Film Review: Day of the Dead (1985)

Written and directed by George A. Romero, and starring Lori Cardille, Terry Alexander, Joe Pilato, Jarlath Conroy, Anthony Dileo Jr., Richard Liberty, and Sherman Howard.

"A zombie apocalypse has ravaged the Earth whilst America's last surviving humans study them from within an underground military establishment. The survivors in the film are horrified at the prospect that they 'are the only ones left', creating a crisis within human civilization over whether or not the idea of human society should be continued or abandoned. The living characters in the film are made up of three distinctive groups, each of whom have been given a task by the government - but since the government is no longer providing oversight (and may no longer exist) each group is becoming increasingly subject to temptations that go beyond their instructions. The scientists have been ordered to find a resolution to the epidemic but are tempted to violate nature's boundaries guarding life and death, soldiers who are assigned to protect the doctors appointed to study the zombies but are tempted to enforce fascistic martial law and destroy the specimens in an act of rebellion, and the civilians who are assigned to serve both groups with basic though necessary services like transportation and communication are tempted to abandon the cause and, instead, live out their last days in reckless abandon."

Since I'm going in order reviewing Romero's series, and I've looked down on Day of the Dead for years, I decided to revisit the movie again after having not seen it in a very long time.
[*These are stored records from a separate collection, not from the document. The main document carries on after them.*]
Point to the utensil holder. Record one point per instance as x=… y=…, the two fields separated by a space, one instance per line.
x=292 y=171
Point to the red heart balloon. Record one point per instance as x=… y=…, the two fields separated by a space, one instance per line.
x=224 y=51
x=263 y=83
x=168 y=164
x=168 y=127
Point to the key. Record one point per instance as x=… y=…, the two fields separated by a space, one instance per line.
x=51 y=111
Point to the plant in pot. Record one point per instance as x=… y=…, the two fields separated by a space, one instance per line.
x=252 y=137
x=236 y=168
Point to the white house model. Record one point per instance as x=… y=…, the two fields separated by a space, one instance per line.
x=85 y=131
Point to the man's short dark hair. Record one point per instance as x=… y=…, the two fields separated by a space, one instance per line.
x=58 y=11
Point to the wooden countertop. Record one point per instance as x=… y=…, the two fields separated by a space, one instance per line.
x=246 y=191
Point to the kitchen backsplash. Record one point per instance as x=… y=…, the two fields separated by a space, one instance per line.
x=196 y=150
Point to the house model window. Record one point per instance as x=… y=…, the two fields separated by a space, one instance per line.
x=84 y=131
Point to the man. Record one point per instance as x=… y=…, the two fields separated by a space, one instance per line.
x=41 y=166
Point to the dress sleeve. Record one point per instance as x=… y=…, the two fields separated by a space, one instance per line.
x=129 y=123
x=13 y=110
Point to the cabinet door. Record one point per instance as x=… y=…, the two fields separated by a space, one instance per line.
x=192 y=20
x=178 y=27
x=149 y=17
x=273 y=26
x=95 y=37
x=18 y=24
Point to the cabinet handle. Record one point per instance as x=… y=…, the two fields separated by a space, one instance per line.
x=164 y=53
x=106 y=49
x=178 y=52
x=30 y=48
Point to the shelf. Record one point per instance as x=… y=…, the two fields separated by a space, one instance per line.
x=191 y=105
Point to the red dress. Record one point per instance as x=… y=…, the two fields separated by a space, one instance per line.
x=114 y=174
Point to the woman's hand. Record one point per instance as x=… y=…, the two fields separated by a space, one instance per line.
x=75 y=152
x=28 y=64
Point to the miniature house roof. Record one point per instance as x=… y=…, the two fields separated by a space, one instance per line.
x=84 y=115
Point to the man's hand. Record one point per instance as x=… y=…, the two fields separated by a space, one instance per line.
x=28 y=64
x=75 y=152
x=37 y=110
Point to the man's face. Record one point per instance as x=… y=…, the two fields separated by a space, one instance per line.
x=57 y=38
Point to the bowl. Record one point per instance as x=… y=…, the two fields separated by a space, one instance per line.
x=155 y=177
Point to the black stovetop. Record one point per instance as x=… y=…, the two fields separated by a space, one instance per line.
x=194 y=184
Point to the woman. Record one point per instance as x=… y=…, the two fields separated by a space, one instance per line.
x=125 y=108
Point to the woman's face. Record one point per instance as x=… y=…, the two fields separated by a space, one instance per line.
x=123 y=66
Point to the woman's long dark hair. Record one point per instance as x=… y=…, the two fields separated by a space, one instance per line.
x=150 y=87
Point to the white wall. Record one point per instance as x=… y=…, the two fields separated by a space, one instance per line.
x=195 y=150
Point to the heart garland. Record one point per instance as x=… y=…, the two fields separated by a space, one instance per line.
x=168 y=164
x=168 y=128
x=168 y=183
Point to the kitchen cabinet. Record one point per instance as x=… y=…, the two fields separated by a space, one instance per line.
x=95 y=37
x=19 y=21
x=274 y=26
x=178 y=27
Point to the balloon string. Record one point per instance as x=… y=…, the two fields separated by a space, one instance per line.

Do you want to know what I think after a repeated viewing? Day of the Dead is the best movie Romero has ever made. Hell, even Romero agrees: "The lowest grossing film in George A. Romero's "Dead" trilogy. Nonetheless, it's gained a cult following over the last two decades, and the director himself has stated that he considers it his best film." Romero even originally intended the film to be his undead epic; "the Gone with the Wind of zombie films." While I find that a bit funny (and yet, still plausible), I feel terrible for giving this movie such a bad rap for so long. But I've come to find that zombie movie fans either love this movie or hate it. There doesn't seem to be much in between.
The movie itself is the darkest in its tone, and is the main reason that people (critics especially) have a hard time enjoying themselves. Even "Roger Ebert, who reacted favorably to other films of Romero's Dead Series, gave Day of the Dead one and a half stars." But I've come to find over the years that, in most cases he really isn't in touch with good cinema, so fuck what Ebert thinks. The distaste from some of the fans and critics probably has to due with the fact that the movie is so claustrophobic. Almost the entire movie takes place in an underground military bunker, but the bleakness of the movie is why I love it so much. I can definitely tell the Robert Kirkman's The Walking Dead comic book series is inspired in no small part by Romero's Day of the Dead. The acting is the best it has been under Romero's direction, with only a few too-dramatic scenes. But the definite stand-outs are by Lori Cardille as Sarah, Richard Liberty as Dr. Matthew Logan, or Frankenstein as they call him, Terry Alexander as John, and, of course, Sherman Howard as the zombie Bub. The dialog itself is very well-written, and might even be the reason that puts this movie at the top of my Romero series list. Even the score, by John Harrison, is the best in the series, thus far, and maybe even overall. Tom Savini is also back, doing even better make-up effects than in Dawn of the Dead.

There are a few minor complaints on my end though. No movie is perfect. As I mentioned before, some of the acting is a bit over-dramatic at times, and one of the big reasons I disliked Romero's follow-up to Day, Land of the Dead, is that these undead, decomposing people still have the ability to learn, use weapons, and, in Day's case, have the ability to speak, even if the speech is barely recognizable. Yet, for some reason, in Day of the Dead, it actually works in its favor. Frankenstein's attempt to "make the zombie behave" was actually one of my favorite parts of the movie. And the end wraps it up all so neatly that I can't help but look at Land of the Dead in a (slightly) better light. So far, to this point, Day of the Dead stands as the best zombie movie I've reviewed. Oh, and I loved the zombie crocodile at the beginning. That's actually one of the few things I could remember liking, however minor, before I watched it again.

Best quote: "We're bein' punished by the Creator. He visited a curse on us. Maybe He didn't want to see us blow ourselves up, put a big hole in the sky. Maybe He just wanted to show us He's still the Boss Man. Maybe He figure, we gettin' too big for our britches, tryin' to figure His shit out."